Further, Fiire sponsors 2 full time developers who work on LinuxMCE. We have offered the LinuxMCE team a bunch of new code, which will likely be in the 0710 release, to now support HD-DVD and Blu-Ray, which will be part of our new 1080p FiireStation due out next month. This was *not* a trivial task by any means. It required re-writing a bunch of code in LinuxMCE to use MPlayer instead of Xine. And our developers are now working on adding support for HD-DVD menus, sub titles and audio tracks in mplayer under the GPL, which will benefit not only LinuxMCE, but all MPlayer users.
It is true that if you are a do-it-yourselfer you can build a FiireEngine for less because there is a 20% profit margin built in for the system integrator Polywell, and $60 for Fiire. But these markups are really quite conservative in this space.

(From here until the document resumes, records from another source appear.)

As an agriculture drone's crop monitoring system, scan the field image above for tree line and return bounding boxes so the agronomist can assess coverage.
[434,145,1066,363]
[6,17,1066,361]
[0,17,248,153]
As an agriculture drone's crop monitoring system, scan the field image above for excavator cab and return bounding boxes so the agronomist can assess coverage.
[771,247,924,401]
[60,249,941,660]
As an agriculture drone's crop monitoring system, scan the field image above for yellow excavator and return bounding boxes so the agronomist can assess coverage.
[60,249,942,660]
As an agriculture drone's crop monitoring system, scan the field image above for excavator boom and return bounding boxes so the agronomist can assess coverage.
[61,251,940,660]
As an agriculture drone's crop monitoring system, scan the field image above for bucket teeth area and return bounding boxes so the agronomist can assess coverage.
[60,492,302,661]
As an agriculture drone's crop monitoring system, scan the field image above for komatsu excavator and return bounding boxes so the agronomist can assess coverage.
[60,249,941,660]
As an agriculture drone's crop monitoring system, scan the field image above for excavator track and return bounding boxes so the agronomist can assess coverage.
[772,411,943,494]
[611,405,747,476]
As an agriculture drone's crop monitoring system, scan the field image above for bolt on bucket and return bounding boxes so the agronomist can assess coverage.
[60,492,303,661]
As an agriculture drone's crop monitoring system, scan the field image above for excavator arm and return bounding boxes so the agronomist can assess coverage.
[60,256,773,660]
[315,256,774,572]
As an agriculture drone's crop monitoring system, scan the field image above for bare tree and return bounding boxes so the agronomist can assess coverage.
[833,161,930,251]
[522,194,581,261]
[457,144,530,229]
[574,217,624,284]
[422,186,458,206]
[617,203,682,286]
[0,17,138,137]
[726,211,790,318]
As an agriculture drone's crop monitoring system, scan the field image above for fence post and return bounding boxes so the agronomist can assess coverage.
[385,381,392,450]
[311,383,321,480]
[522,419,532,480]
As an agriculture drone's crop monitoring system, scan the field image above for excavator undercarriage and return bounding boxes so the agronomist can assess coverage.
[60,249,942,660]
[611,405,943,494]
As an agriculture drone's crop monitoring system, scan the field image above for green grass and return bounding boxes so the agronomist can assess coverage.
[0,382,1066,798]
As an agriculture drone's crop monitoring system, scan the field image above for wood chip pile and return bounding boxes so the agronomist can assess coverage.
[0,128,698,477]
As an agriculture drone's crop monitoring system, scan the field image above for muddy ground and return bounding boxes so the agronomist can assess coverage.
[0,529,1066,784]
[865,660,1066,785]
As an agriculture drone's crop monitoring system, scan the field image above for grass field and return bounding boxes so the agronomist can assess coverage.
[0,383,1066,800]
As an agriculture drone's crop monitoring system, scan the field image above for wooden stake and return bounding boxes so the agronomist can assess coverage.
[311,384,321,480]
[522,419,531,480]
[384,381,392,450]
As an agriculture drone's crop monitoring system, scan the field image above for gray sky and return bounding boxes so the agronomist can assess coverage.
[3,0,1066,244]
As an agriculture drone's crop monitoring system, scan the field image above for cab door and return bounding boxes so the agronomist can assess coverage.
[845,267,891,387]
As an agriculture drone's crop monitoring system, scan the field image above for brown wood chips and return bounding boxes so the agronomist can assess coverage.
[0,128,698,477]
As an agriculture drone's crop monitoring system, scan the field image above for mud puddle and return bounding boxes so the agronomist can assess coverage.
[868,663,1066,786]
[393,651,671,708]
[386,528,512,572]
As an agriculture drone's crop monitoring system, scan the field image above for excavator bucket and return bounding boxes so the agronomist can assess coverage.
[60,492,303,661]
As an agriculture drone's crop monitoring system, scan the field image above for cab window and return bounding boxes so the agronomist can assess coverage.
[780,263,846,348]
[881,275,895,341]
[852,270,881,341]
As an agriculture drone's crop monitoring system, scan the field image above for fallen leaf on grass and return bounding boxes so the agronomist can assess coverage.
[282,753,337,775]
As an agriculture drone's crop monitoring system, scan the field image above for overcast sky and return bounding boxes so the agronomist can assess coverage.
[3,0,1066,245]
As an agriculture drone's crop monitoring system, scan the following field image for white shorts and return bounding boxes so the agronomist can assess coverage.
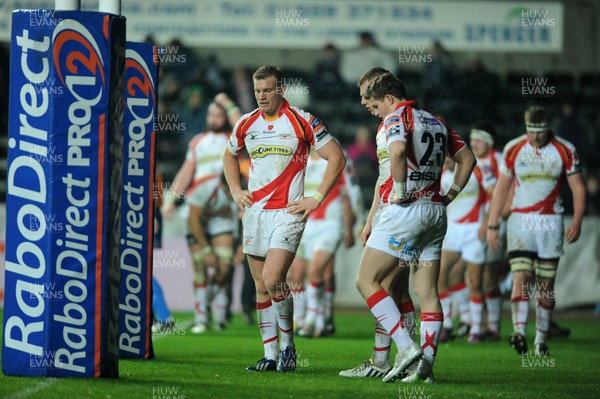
[367,204,446,261]
[206,216,237,237]
[298,219,343,260]
[242,208,306,257]
[371,204,389,229]
[485,219,507,263]
[508,212,564,259]
[442,222,485,265]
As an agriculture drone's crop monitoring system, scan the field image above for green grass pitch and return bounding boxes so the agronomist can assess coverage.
[0,312,600,399]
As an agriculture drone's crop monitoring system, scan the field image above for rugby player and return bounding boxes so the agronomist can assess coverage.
[340,68,416,378]
[163,93,241,334]
[223,66,346,371]
[356,74,476,382]
[487,106,585,356]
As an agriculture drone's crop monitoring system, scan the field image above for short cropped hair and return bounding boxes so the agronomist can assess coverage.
[525,105,550,125]
[356,67,391,87]
[365,73,406,100]
[252,65,283,86]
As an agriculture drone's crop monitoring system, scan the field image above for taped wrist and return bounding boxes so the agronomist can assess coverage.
[510,257,533,274]
[192,245,212,264]
[446,183,462,201]
[394,181,406,202]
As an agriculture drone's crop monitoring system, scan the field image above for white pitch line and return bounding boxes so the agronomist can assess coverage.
[152,318,194,342]
[8,378,58,399]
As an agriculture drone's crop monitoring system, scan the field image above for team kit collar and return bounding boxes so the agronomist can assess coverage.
[258,98,290,121]
[525,128,555,148]
[394,100,417,111]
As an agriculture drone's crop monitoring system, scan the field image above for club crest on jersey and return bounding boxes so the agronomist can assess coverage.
[250,145,294,159]
[388,234,419,258]
[377,149,389,162]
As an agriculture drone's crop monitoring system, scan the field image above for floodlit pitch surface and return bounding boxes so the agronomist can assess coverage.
[0,313,600,399]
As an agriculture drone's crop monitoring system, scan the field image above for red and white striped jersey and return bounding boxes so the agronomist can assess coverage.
[375,121,394,204]
[228,100,332,209]
[442,167,486,223]
[500,134,581,214]
[304,157,348,221]
[383,101,466,203]
[185,132,230,194]
[477,150,502,212]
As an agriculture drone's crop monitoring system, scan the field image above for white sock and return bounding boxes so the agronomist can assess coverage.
[510,297,529,335]
[273,291,294,350]
[534,299,552,345]
[371,320,392,367]
[367,290,413,351]
[469,295,483,335]
[256,300,277,360]
[485,289,502,332]
[194,283,207,324]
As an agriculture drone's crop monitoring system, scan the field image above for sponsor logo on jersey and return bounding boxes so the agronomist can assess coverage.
[250,144,294,159]
[519,172,556,182]
[377,149,390,162]
[408,170,440,181]
[388,234,419,258]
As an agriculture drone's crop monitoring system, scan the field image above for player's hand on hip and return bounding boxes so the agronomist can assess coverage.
[477,223,487,242]
[287,197,321,220]
[360,223,372,248]
[344,231,355,248]
[440,195,452,206]
[565,223,581,244]
[202,252,219,267]
[486,230,500,251]
[161,202,175,219]
[231,190,253,210]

For the FiireStation, Fiire's price is actually *below* wholesale cost. This is because the manufacturer, Via, wants to sell more products into the home / living room market to supplement their sales into the embedded market and saw Fiire and LinuxMCE as a good vehicle for this and agreed to offer the products below cost. In exchange, Fiire agreed not to offer the product to anybody in the embedded market where the prices are still higher. Here is the same FiireStation sold through a low-margin/high-volume distributor:
http://www.logicsupply.com/products/vm7700. Note their price is $1,100 for the same hardware Fiire sells for $799, and they are low-margin distributor like NewEgg. Similarly with the set top box FiireStation based on the EPIA EX platform, the motherboard with 512MB RAM, PCI Riser, SATA + PATA cables is $306. The brushed aluminum chasis is almost $100, and the 120 watt power supply is around $90. Again, Fiire's retail price is *below* the wholesale cost of the raw components because we negotiated very special pricing from Via to target the home market. On top of it, Fiire pays a license fee for each unit for special proprietary drivers and codecs.
And there's a new version of the FiireStation that will be on the market in approximately 6 weeks that Fiire had custom developed to our specs which has HDMI and supports 1080p with HD-DVD and Blu-Ray playback.